‘Blindspot’ review: Second season sees fresh start, is intelligible

Jaimie Alexander plays Jane Doe in "Blindspot." Credit: NBC / Virginia Sherwood
THE SHOW “Blindspot”
WHEN | WHERE Season premiere Wednesday at 10 p.m. on NBC/4
GRADE B
WHAT IT’S ABOUT At the start of the first season, a young woman — naked, completely covered in tattoos — was found unconscious in Times Square, which got the attention of FBI Critical Incident Response Group agent Kurt Weller (Sullivan Stapleton). Jane Doe’s (Jaimie Alexander) tattoos were essentially a “treasure map,” perhaps revealing clues to a vast terrorist plot. Over the first season, in a series of flashbacks and reveals, her true identity started to emerge. Or (umm) did it? Archie Panjabi (“The Good Wife”) joins in the second season as head of some top-secret NSA department, and she wants to know who Jane is, too. But first Weller et al have to find her.
Poor Jane. Here we go again.
MY SAY Like many prime-time anti-procedurals, “Blindspot” started off simple and ended up inscrutable. Who’s Oscar? Why is Mayfair dead? There are coherent answers to these critical questions. It’s just that you need an advanced degree in Blindspotology to adequately answer them.
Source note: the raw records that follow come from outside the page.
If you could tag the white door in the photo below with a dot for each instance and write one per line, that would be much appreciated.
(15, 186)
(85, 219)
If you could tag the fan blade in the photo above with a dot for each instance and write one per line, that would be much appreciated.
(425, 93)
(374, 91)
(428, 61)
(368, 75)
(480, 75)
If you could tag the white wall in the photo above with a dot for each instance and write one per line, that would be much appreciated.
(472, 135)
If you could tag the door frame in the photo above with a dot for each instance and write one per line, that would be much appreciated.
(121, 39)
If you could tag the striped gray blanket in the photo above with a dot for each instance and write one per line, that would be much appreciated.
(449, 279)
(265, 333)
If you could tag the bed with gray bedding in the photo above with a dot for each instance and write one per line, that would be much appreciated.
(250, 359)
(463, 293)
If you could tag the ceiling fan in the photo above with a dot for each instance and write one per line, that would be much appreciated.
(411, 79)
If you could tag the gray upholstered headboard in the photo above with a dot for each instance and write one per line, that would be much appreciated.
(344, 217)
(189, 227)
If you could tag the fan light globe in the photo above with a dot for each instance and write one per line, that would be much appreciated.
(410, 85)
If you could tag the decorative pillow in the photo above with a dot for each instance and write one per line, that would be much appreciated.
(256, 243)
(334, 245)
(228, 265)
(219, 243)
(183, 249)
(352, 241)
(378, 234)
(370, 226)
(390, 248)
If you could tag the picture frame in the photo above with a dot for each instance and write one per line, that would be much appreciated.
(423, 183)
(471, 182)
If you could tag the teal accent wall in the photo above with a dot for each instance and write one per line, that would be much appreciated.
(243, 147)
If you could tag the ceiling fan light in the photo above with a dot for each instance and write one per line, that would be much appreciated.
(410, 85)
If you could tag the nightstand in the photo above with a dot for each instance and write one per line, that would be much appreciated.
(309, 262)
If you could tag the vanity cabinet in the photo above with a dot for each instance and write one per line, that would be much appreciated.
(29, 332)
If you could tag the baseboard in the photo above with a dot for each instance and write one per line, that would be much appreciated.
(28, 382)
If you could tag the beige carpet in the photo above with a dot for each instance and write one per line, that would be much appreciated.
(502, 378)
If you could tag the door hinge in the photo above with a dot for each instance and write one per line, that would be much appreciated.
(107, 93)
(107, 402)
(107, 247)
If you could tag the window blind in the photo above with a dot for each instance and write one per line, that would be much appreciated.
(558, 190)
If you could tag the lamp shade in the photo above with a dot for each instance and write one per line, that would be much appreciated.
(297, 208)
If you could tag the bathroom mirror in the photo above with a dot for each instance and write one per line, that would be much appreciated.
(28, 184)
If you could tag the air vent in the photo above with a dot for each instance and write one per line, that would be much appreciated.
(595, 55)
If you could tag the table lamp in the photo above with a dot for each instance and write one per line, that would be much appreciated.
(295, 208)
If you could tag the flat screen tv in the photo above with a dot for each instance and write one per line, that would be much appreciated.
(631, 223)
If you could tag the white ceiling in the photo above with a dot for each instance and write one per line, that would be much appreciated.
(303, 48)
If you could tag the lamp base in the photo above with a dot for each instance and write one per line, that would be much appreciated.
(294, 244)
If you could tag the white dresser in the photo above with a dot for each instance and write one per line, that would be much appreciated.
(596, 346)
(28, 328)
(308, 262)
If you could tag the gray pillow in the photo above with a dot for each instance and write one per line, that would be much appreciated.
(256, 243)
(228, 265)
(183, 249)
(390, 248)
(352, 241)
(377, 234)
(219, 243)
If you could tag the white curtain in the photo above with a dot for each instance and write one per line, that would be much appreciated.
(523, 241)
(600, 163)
In this age of peak TV, when dozens of other shows also demand fervent, obsessive attention, who has time for that?
But there is one question that placed experts and neophytes on equal footing: Who is Jane Doe? Over those 23 episodes, there were plenty of red herrings, head-fakes, flashbacks and one Taylor Shaw — possibly her real name and identity, but officially disavowed by the finale. Taylor was perhaps Kurt’s childhood friend and neighbor, until he learned otherwise, setting the final scene and final emphatic demand: Who are you?
Alexander’s Doe actually became a 2015-16 prime-time standout, as both a mystery and kick-ass action hero who presided over the best-kept secret of the season: her real name. You will learn that in the season opener.
Doe, in fact, is the show’s single greatest asset, and antidote to the information overload of the first season. If we don’t know who she is, then she could be anyone or anything, which also makes her the perfect reset button. If “Blindspot” was TMI the first season, then it’s back to the starting line Wednesday night. This season opener is in fact a true data dump: Everything along with that name is unloaded. “Blindspot” instantly becomes a new show, which — considering how the old one ended last May — is a good thing. Along with some new characters, including Panjabi’s and another played by stage and TV veteran Michelle Hurd, “Blindspot” suddenly feels fresher, or at least intelligible.
BOTTOM LINE Good second season start.